В каморке было ужасно тесно, но чистенько. Узкая железная койка, аккуратно заправленная серым одеялом, какие были у всех зеков; табуретка и тумбочка, на которой стоял чайник, а из него — невероятно! — торчал кипятильник. Енот перехватил взгляд Андрея и улыбнулся:
— Маленькая привилегия за много лет безвинных страданий. Но чай я не пью, тоже только кипяток. Зато у меня есть кусочек сахару, так что могу угостить вас.
— Я не хочу, — отказался Андрей.
— Разумеется, вы не страдаете от недоедания, — проговорил Енот с ноткой неодобрения, — У вас ведь тоже есть свои привилегии. Я понимаю, молодой человек, каждый умирает в одиночку. И это уже общая привилегия, — Он грустно усмехнулся, — Но вы — петербуржец, простите, — ленинградец, из интеллигентной семьи и не должны были бы опускаться до уровня вашего приятеля…
— Вы что, собираетесь мне читать мораль?
— О, совсем нет! Я не гожусь на роль проповедника. Хотя, честно говоря, иной раз и хотелось бы вознестись над сим миром и вопросить у людей: камо грядеши?.. Однако почему вы не интересуетесь, откуда я знаю, что вы ленинградец?..
— Все знают, — сказал Андрей.
— Это верно. Кстати, молодой человек, как зовут вашего папу?
— А в чем дело?.. — Андрей насторожился. Он привык к тому, что на вопросы, кто бы их ни задавал, отвечать следует с оглядкой. Чем меньше окружающие о тебе знают, тем лучше. Так учил Князь, так поступали все, и так подсказывал кое-какой уже накопленный опыт. Ибо никогда не угадаешь, кто именно и с какой целью задает вопросы. Думаешь, что спрашивает твой товарищ по несчастью, а потом оказывается, что он стукач и подослан кумом. Верить можно только самому себе, говорил Князь, и то по большим праздникам. Выживает не тот, кто сильнее, а тот, кто меньше болтает. Лучше иметь длинные уши и быть ослом, чем иметь длинный язык и долгий срок…

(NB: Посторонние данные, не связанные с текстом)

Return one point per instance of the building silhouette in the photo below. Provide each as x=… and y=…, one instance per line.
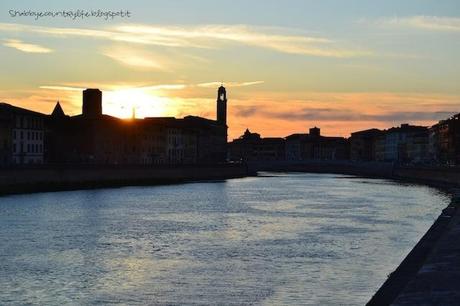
x=314, y=146
x=96, y=138
x=21, y=136
x=251, y=147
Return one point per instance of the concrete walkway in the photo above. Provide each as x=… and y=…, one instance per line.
x=430, y=274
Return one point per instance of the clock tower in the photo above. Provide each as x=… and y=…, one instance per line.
x=222, y=106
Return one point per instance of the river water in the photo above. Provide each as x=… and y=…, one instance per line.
x=277, y=239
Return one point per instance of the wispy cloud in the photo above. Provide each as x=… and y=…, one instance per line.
x=206, y=36
x=229, y=84
x=25, y=47
x=431, y=23
x=64, y=88
x=134, y=57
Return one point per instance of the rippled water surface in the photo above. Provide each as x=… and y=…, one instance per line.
x=272, y=240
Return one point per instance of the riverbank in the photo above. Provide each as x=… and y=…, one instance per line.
x=43, y=179
x=430, y=272
x=436, y=176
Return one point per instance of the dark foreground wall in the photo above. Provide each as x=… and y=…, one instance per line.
x=68, y=178
x=429, y=274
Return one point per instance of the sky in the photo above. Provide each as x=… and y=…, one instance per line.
x=287, y=65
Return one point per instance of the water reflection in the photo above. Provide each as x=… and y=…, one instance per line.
x=277, y=239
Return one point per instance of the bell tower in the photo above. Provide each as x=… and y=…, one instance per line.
x=222, y=105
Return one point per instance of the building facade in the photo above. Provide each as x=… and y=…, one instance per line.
x=444, y=141
x=96, y=138
x=21, y=135
x=313, y=146
x=251, y=147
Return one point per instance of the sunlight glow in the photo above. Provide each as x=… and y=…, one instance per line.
x=121, y=102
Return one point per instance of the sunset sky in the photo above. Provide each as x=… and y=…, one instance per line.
x=287, y=65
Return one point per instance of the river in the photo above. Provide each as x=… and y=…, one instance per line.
x=276, y=239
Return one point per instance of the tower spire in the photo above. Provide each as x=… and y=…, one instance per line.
x=222, y=105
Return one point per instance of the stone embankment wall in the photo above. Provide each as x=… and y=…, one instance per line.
x=24, y=180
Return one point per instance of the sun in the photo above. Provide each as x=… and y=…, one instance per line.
x=145, y=103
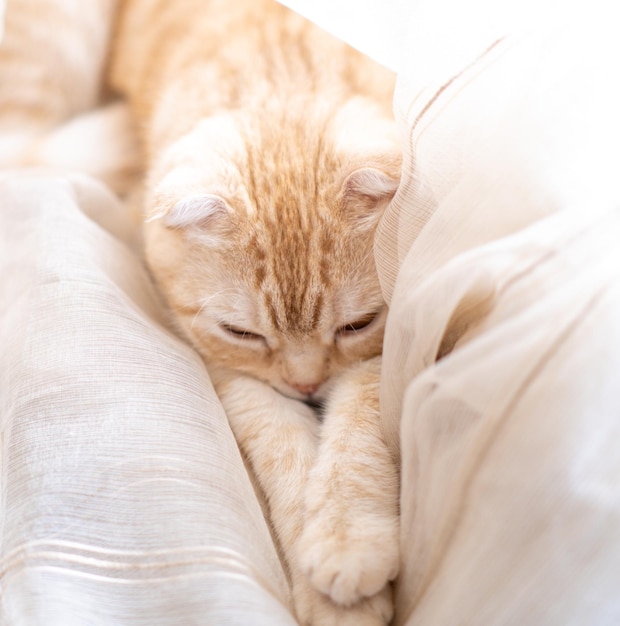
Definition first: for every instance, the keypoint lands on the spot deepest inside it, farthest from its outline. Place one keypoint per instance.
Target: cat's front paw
(349, 559)
(316, 609)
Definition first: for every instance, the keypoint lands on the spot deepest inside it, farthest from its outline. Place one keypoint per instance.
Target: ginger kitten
(270, 154)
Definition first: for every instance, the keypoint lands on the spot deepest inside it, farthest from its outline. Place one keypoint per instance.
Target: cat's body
(270, 154)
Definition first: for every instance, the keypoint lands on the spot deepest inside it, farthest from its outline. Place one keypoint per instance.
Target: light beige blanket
(123, 496)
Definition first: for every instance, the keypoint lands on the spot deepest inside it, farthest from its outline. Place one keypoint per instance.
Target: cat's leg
(350, 544)
(279, 438)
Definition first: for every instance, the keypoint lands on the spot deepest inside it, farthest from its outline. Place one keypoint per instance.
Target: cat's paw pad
(315, 609)
(349, 563)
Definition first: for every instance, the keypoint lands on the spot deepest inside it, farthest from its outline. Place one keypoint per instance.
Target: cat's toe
(349, 564)
(315, 609)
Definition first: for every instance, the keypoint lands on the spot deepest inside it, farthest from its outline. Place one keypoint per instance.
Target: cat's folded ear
(366, 192)
(203, 215)
(195, 210)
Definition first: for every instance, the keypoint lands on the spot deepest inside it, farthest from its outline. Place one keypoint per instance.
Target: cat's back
(218, 54)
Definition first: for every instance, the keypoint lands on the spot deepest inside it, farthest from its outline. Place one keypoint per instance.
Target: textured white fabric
(502, 350)
(124, 497)
(124, 500)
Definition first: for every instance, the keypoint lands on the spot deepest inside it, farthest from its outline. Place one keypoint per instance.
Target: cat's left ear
(366, 192)
(195, 210)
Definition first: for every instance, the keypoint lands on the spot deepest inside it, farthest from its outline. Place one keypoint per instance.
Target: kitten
(270, 154)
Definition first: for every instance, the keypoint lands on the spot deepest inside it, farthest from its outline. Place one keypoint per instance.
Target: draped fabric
(499, 256)
(124, 498)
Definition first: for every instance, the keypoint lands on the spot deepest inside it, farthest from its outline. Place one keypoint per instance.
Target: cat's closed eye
(241, 333)
(357, 325)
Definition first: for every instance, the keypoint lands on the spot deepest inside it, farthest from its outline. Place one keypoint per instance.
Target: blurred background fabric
(499, 259)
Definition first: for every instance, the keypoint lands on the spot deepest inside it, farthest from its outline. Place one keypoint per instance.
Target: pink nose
(306, 389)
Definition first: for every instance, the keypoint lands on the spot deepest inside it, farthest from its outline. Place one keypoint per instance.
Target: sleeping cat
(270, 154)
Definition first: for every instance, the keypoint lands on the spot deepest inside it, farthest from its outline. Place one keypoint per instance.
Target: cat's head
(263, 242)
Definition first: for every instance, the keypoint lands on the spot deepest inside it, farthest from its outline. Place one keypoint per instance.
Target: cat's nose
(305, 388)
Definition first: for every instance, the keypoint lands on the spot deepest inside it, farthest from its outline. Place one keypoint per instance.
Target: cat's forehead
(298, 274)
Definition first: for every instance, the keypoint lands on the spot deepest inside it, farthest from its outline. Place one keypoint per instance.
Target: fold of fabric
(499, 259)
(124, 497)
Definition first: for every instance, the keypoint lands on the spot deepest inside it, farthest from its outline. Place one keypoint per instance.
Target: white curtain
(124, 499)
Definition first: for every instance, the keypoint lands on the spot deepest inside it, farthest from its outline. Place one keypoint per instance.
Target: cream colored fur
(270, 153)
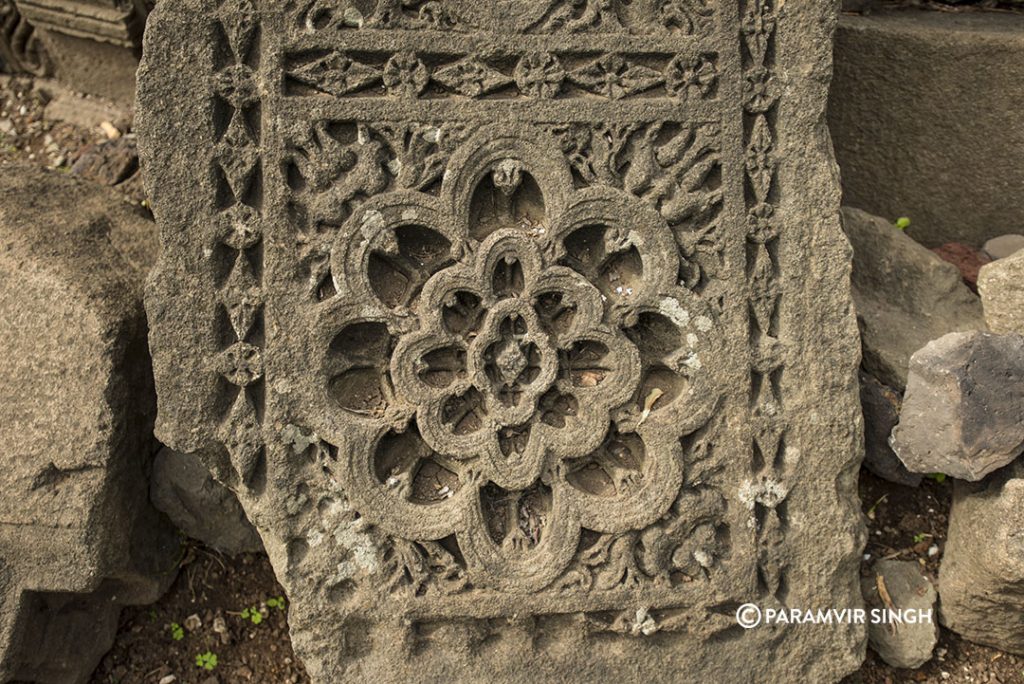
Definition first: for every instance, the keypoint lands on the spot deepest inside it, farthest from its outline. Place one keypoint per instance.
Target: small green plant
(252, 614)
(875, 506)
(207, 660)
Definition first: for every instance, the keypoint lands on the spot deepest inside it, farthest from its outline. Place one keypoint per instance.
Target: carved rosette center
(522, 348)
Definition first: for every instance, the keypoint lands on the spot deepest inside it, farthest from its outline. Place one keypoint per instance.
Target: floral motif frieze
(684, 76)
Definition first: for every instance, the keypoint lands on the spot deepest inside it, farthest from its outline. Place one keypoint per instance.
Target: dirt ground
(206, 629)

— Я понимаю, что у вас есть все основания остерегаться меня, — сказал Енот со вздохом. — Тогда я поставлю вопрос иначе: вашего отца зовут Василий Павлович?..
— Допустим… — Андрей догадался, что Енот что-то знает об отце или был знаком с ним раньше. Однако осторожность никогда не повредит.
— Я бы мог и не спрашивать, раз вы Воронцов Андрей Васильевич, но большинство ваших товарищей, — Енот кивнул на дверь, — имеют не свои фамилии…
— У меня своя.
— Я верю вам. Да и трудно не верить собственным глазам. Мы встречались с вашим отцом, — сказал он.